Local schools for non-German speaking children

If you are planning on staying more than a year or if the starting fees for international schools of CHF 20,000 a year are out of your budget, you may want to consider going local.

The St.Gallen city authorities support non-German speaking children by providing free ‘Integration Classes’.  These are available at three designated schools from Primary level upwards.  The schools are Riethüsli, Lachen and Spelterini. These three schools cater for all children residing within the city limits whose German level is below that required for regular class.  Once a child is assessed as being good enough at German, they will be transferred to your local school, but with additional teaching support (ISF teacher).

Which school will you be allocated to?
St.Gallen runs a catchment system where you have to live in the local area of a primary school to be able to attend.  If you live in a different catchment area from these three schools you will have almost no influence over which school your child is sent to and it will not necessarily be the closest. If you live in the are of one of these schools, it will be likely that you child goes there, but not guaranteed.

For how long?
There is no minimum or maximum length of time that your child will go to Integration Class. It depends on how quickly they learn German (which may be age related) and on the time of year. It is normal to wait until the start of a new year to transfer children. I have heard of anything from 6 months to 2 years in Integration Class.

School is compulsory for all children from the age of 3 (yes even for us foreigners!). Integration Classes only start from the age of 5 – year 1 of primary. Kindergarten level children are expected to go to the local Kindergarten (again based on catchment area) where they are educated entirely in Swiss German and are expected to pick up the language. After Kindergarten, they may or may not be sent to Integration Class depending on the teacher’s (and possibly the city’s child psychiatrist’s) assessment.

Extra help
Ask the school for recommendations for help.  There are many ISF teachers around who are often willing to provide additional language support for very reasonable rates at lunch and after school.

Outside the city?
Beware! Outside the city limits is a wild and unforgiving place ;-). Seriously though, this is very hit and miss. Each village and town will have a slightly different system depending on how many foreigners they have and how big and well organised the schools are. Some will simply have no support at all. They are regulated by the Kanton and not the city and the support is not as reliable.

Next steps
First choose which school you want your child to go to longterm. Not all schools are equal in quality (in spite of what locals may tell you!), so plan the school before you get your accommodation. Then contact the headmaster who will refer you to the city authorities for support in getting into Integration Class. After about a year of commuting, you will then have  a nice local school ready for your child.

My kids followed this system in different ways are now relatively well adapted, settled and integrated.
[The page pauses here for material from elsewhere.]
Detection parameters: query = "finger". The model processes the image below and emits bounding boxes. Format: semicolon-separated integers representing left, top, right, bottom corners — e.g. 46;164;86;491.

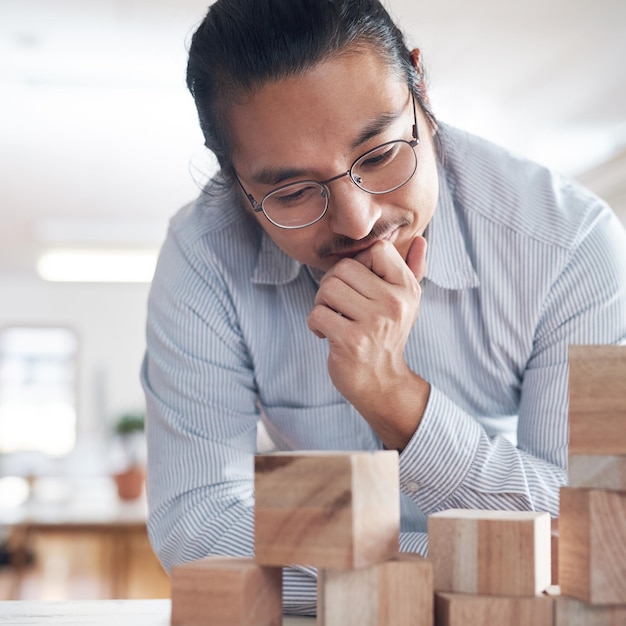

Most importantly, they have lots of friends locally and know their way round…


International Schools in St.Gallen

A common question for non-German speakers is about schooling options for their children. St.Gallen is not particularly well served for English schooling for a number of reasons. First, it is a small town with a limited number of companies that would bring in non-German speaking employees. Second, the city provides quite effective integration classes for non-German speaking children which gets them into the regular school system fairly quickly. Lastly, the fees for international schools in St.Gallen are high. Really high. Which makes it an unaffordable long-term solution for many people.

Institut auf dem Rosenberg (Rosenberg Institute)
There are two possibilities in St.Gallen for schools, the most famous of which is the Rosenberg. This school is well-known in elite circles and is predominantly for full-boarding students often sent from overseas. The tuition (2012) is CHF 75,000 – close to the average national salary ;-). The location, facilities and views are exceptional, but it is hard to argue that the teaching is really that much better from a good state school. Still you are paying for the complete education solution.

International School St.Gallen
The second option is very new and is located only about a kilometer from the Rosenberg and is right next to the University (motives are clear!). The ISSG was only founded in 2009, and serves the lower end of the market that can’t or don’t want to afford the Rosenberg.  Tuition fees aren’t published publically (available on request) which shows that as a young school they are still flexible on fees while they establish a reputation and steady flow of new students. The school itself is in a large converted residential house with a regular garden – not immediately obvious that it is a school until you see the sign.  Good location, unknown quality, but still likely to set you back a 5 figure sum every year.

Other options
Something that many people look to is the Swiss International School. This is actually a chain of international schools with locations in Chur, Winterthur and Zurich. This will mean that either you or your children are going to be commuting (or both) but at least you have a reliable English speaking option within reach that won’t cost a fortune (roughly CHF 20,000 per year).